Battling brain drain in the developing world

The World

This story was originally reported by PRI’s The World. For more, listen to the audio above.

by Jori Lewis

The University of Yaoundé sits on a hill in a quiet neighborhood of Cameroon’s capital city. It is the country’s oldest and most prestigious school, but it has fallen into disrepair.

“We don’t have [consistent] electricity,” said Ives Magloire Kengne, a researcher who studies wastewater treatment. “We have a generator that is broken and rusting. Sometimes you go two days without electricity.”

Besides that, frequent water cuts mean that sometimes, even in his water laboratory, they don’t have water.

Kengne endures all of this on a tiny salary — about $15 a day. “I’m just not satisfied with that,” he said.

Across Africa and the developing world, researchers are often dissatisfied with professional opportunities in their home countries. Many end up seeking better opportunities abroad.

One study from the International Organization for Migration found that 17 percent of Cameroonians who had some higher education ended up leaving the country.

For certain professions the rate of emigration was even higher. Almost half of all doctors who train in Cameroon migrated to other countries.

“This brain drain is a serious handicap for countries that want to develop themselves — like Cameroon,” said Francois Thabi, coordinator of a government program on professional migration.

Cameroon is now trying to reverse this brain drain.

Thabi said his country cannot compete with the allure of Europe or the US economically, but it can do more than it has done in the past to convince professionals to stay.

“The idea is to say let’s do everything to give our people a reason not to leave the country,” he said. “We have to show them the benefits of staying so that they won’t leave.”

To that end, the Cameroonian government in 2009 started paying a quarterly allowance to professors, lecturers and scientists at state-run universities in order to augment their meager salaries.

Innocent Foutcha, president of a union for university professors and lecturers in Cameroon, said the allowance is having some effect.

“There is clear evidence that people have started coming back to universities,” he said. “Research has picked up.”

Foutcha noted, however, that the allowance does not always come on time, and even with the allowance professors make a pretty small salary. Still, he said, the new program is a step in the right direction.

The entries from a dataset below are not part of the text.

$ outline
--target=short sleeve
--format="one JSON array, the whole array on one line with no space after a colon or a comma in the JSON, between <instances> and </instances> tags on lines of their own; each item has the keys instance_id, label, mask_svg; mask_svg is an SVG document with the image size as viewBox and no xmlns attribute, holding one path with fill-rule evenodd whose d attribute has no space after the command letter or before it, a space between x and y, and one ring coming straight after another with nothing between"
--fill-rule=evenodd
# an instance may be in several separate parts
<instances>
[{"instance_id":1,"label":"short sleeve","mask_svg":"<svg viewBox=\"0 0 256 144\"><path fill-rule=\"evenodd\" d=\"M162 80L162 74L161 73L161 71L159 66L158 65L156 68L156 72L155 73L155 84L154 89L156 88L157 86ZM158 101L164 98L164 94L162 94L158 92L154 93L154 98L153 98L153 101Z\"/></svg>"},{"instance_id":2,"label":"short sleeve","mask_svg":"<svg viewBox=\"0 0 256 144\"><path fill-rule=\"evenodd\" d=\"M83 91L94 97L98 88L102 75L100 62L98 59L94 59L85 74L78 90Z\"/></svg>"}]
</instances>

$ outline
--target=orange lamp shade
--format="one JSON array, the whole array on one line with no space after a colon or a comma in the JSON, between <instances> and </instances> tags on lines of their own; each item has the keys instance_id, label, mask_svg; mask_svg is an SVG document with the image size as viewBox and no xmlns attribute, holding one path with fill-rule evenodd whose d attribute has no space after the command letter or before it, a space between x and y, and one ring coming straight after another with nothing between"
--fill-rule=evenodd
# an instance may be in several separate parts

Private groups are also working to support research in Cameroon. An organization called Global Viral Forecasting (GVF) has set up a laboratory in Yaoundé to search for emerging viruses in Africa’s forests, which gave the world diseases such as HIV and Ebola.

An American researcher started GVF, but many of the lead staff are Cameroonian scientists.

Cyrille Djoko, director of GVF’s Central Africa laboratory, said hiring local researchers is good for the science because they have more consistent access to the forests. It also keeps scientists working in Cameroon, “most of whom are only thinking about going abroad to look for greener pastures,” he said.

Ives Magloire Kengne, the water researcher at the University of Yaoundé, said he has received offers to go abroad but has decided to stay, in part, due to pride.

“We have to have people who stay,” he said. “If we all leave, who is going to build Cameroon? It’s a question I often pose to friends. If we all leave Africa, who is going to come and build it up?”